Watanabe first explained his level of engagement with Netflix's live-action Cowboy Bebop adaptation: essentially none. Watanabe is listed as a consultant, yet he hasn't actually seen a single episode of the show from beginning to end. "I received a video from watching and evaluating from them. It began with a scenario in a casino, which made it quite difficult for me to keep reading. I came to a stop there, so I only witnessed the opening scene. Clearly, it wasn't Cowboy Bebop."
In his interview, Watanabe shared that he had initially considered becoming more heavily involved in the production of Cowboy Bebop, but ultimately decided against it. He reflected that, in hindsight, he wonders if that was the right choice. He also noted that the anime has gained even more recognition and appreciation in recent years.
The conversation then shifted to Watanabe's experience working on The Animatrix anthology anime, where he recounted his interactions with Hollywood producer Spencer Lamm.

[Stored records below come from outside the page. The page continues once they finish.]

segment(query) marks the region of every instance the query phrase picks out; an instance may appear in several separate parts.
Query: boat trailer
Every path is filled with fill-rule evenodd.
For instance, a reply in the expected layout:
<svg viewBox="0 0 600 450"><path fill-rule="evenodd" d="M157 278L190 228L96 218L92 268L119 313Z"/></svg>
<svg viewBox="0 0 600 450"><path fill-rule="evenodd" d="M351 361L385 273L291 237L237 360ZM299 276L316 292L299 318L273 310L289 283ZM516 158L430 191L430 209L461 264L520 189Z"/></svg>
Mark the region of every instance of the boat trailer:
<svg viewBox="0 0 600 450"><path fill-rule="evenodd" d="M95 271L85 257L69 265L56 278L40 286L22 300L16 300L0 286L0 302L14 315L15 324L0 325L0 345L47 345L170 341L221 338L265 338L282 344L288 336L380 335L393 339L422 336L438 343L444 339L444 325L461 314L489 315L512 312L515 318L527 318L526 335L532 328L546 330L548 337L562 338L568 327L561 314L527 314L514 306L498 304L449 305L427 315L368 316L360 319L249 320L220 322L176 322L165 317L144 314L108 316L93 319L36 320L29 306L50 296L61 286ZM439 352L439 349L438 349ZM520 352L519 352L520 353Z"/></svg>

Watanabe described Lamm as making numerous questionable requests and acting as a barrier between him and the Wachowskis, only allowing ideas to pass through if he personally approved of them.
Watanabe said that their relationship was so bad that "if I saw that producer, I would just punch him in the face" when he went to Los Angeles for the recording sessions. Watanabe referred to Lamm's absence from the recordings as "unheard of." According to IMDb, Lamm produced The Animatrix in 2003 and served as executive producer on the Matrix-related short "Final Flight of the Osiris." Web design is one of his other accomplishments.

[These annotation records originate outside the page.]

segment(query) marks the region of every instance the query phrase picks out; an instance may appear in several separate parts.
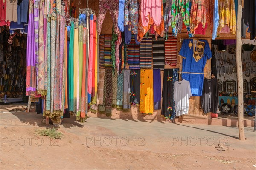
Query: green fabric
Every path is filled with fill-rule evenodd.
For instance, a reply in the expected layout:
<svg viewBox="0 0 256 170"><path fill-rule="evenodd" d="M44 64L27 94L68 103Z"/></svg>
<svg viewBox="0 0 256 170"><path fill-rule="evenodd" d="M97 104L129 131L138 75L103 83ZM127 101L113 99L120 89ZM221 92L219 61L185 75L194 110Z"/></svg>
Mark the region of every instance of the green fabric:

Watanabe said that while working on The Animatrix, he had to give up some of his original ideas, but the experience taught him how to deal with difficult people. He made the amusing observation that his current approach to dealing with people who interfere is to "send back very small corrections or adjustments just before the deadline."
Watanabe stated that Japanese and American producers are not that different and that he has had positive experiences with American producers when discussing his relationship with Hollywood in general. He now receives numerous offers from the United States with budgets "almost double" Japan's. However, he continues to focus on the issue of preserving his projects' creative autonomy.
"If you work with a Hollywood producer, you have to fight. Otherwise, you will be unable to represent what you want to do."